SRSport Rules
Hockey

Overtime changes by competition and stage.

Hockey overtime is confusing because regular-season games often use a short overtime and shootout, while playoff games keep playing real hockey until someone scores.

Quick ruling: in the NHL regular season, tied games go to 3-on-3 overtime and then a shootout if needed; in the Stanley Cup playoffs, overtime is 5-on-5 sudden death with no shootout.
Decision path

How to read the format

  1. Identify the competition: NHL, IIHF, NCAA, youth, or another league.
  2. Check whether the game is regular season, tournament group play, knockout, or playoffs.
  3. Apply the overtime strength and period length for that stage.
  4. If the format allows a shootout, use it only after the overtime period fails to decide the game.
  5. If it is playoff sudden death, continue full overtime periods until a legal goal is scored.
NHL regular season

3-on-3, then shootout

The NHL regular season uses a short 3-on-3 sudden-death overtime.

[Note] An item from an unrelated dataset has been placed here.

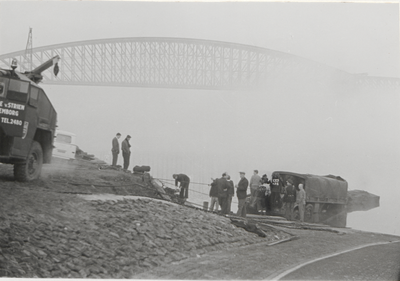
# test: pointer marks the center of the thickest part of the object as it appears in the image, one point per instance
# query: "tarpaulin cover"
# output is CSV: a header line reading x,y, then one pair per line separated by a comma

If no one scores, the game goes to a shootout. The winner gets the extra standings point, while the overtime or shootout loser still earns one point.

NHL playoffs

No shootouts

Playoff overtime is sudden death at full strength, played in full overtime periods until someone scores. There is no shootout, and there are no ties.

Shootouts

Not the same as penalty shots

  • Format device: a shootout is used to decide a tied game after overtime in competitions that allow it.
  • Scoring: the shootout winner gets the game result, but individual shootout goals are not treated like normal game goals for every statistical purpose.
  • Order and eligibility: shooter rules depend on the competition's shootout procedure.
Common argument

"Why no shootout in the playoffs?"

Playoff hockey is designed to be decided by normal team play, not a skills contest. That is why postseason games continue through additional overtime periods until a goal is scored.